Will It Be On The Test

I winced, we all did. Conner as usual was a jerk.
The girl next to me called him insensitive and stupid.
Back then insensitive was a girlie word to us high school boys,
but we all knew stupid.
Mr Drix had been droning on about transcendental numbers,
something about the log of e to an infinite power,
an exponent, a function, an equality none of us really understood.
Then Drix digressed. His eyes drifted from  blackboard to sunlit window.
Our teacher went on—
Okinawa, WWII, 19 year old marine,
that rifle shot, that other one falling, probably also 19,
that nip, gook, Jap, (those were my teacher’s words)
how he spit blood, how he called out in incomprehensible Japanese,
how he grabbed his bleeding belly, how he shook—
how Mr Drix squeezed the trigger again.
And then our teacher asked—himself—all of us,
why that second shot? why that first one?  was it right? was it wrong? yes? no? true? false?
There was no maybe, no sometimes, no answer in between
for the equation simplifies to either life or death.
Then he was silent, then all of us were, dead silent.

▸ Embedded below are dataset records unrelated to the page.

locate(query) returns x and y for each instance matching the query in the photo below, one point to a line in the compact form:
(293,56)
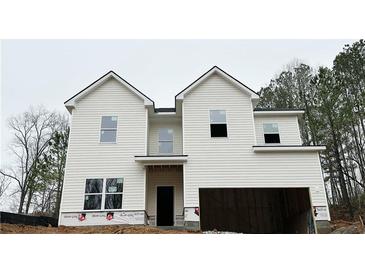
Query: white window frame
(165,141)
(278,131)
(217,123)
(103,195)
(112,193)
(109,129)
(93,194)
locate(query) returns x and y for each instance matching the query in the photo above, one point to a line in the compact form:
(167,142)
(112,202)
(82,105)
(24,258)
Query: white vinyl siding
(88,158)
(231,162)
(153,139)
(288,128)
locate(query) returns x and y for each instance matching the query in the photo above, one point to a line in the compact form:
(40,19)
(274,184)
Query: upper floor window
(95,194)
(108,130)
(271,133)
(218,124)
(166,143)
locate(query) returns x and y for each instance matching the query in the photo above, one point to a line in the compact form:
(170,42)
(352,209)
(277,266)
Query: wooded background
(334,104)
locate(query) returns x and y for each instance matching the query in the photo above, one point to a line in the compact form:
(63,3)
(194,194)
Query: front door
(165,206)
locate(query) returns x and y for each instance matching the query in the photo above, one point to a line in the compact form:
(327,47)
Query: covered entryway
(164,195)
(165,205)
(256,210)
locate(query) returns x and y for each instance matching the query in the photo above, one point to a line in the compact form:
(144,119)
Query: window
(271,133)
(112,196)
(166,143)
(218,124)
(114,193)
(108,131)
(93,193)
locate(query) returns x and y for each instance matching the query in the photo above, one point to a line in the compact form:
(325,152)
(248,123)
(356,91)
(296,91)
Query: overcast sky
(48,72)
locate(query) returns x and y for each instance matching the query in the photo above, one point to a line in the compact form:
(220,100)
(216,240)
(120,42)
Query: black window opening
(271,133)
(218,124)
(108,130)
(272,138)
(218,130)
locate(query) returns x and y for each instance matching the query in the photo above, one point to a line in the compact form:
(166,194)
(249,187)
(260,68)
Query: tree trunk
(21,202)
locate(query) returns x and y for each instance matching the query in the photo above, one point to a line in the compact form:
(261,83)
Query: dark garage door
(256,210)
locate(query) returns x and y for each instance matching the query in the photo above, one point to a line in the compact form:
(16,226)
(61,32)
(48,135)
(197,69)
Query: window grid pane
(113,201)
(114,185)
(94,186)
(92,202)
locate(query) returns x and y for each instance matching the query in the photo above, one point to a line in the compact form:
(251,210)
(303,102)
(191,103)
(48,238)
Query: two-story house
(213,161)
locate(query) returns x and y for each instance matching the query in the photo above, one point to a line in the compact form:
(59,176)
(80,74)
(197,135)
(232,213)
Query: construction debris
(115,229)
(346,227)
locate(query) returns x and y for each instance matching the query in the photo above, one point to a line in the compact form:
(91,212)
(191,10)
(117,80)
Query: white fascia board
(288,148)
(278,112)
(225,76)
(161,160)
(72,103)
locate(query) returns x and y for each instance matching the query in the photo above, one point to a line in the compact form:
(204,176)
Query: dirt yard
(337,227)
(25,229)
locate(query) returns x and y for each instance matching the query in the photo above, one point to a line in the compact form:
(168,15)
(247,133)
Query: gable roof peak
(70,103)
(230,78)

Then Conner blabbered his crucial question
for it all comes down to pass or fail.
And one needn’t really comprehend transcendental.
As for any question that can be only answered true or false, right or wrong,
I’ve had a lifetime of such tests and failed a little more than fifty percent.
Filling In Last Clues
The last puzzle was unfinished.
Usually it was all done in an hour, neatly and in ink.
Couldn’t finish high school, needed to earn money, tried prize fighting,
was a cloth cutter, saved, started a business, went bankrupt,
drove a cab, started a new business, eked out a profit,
and supported my mother, my sister and me.
He was called Sol, short for Solomon, the indeed wise.
Even in the locker room before a fight he’d consult a dictionary
to learn yet another new word.
My sister and I would giggle,
whenever we’d hear him reciting funny-sounding words
from a big book called Shakespeare’s Collected Works.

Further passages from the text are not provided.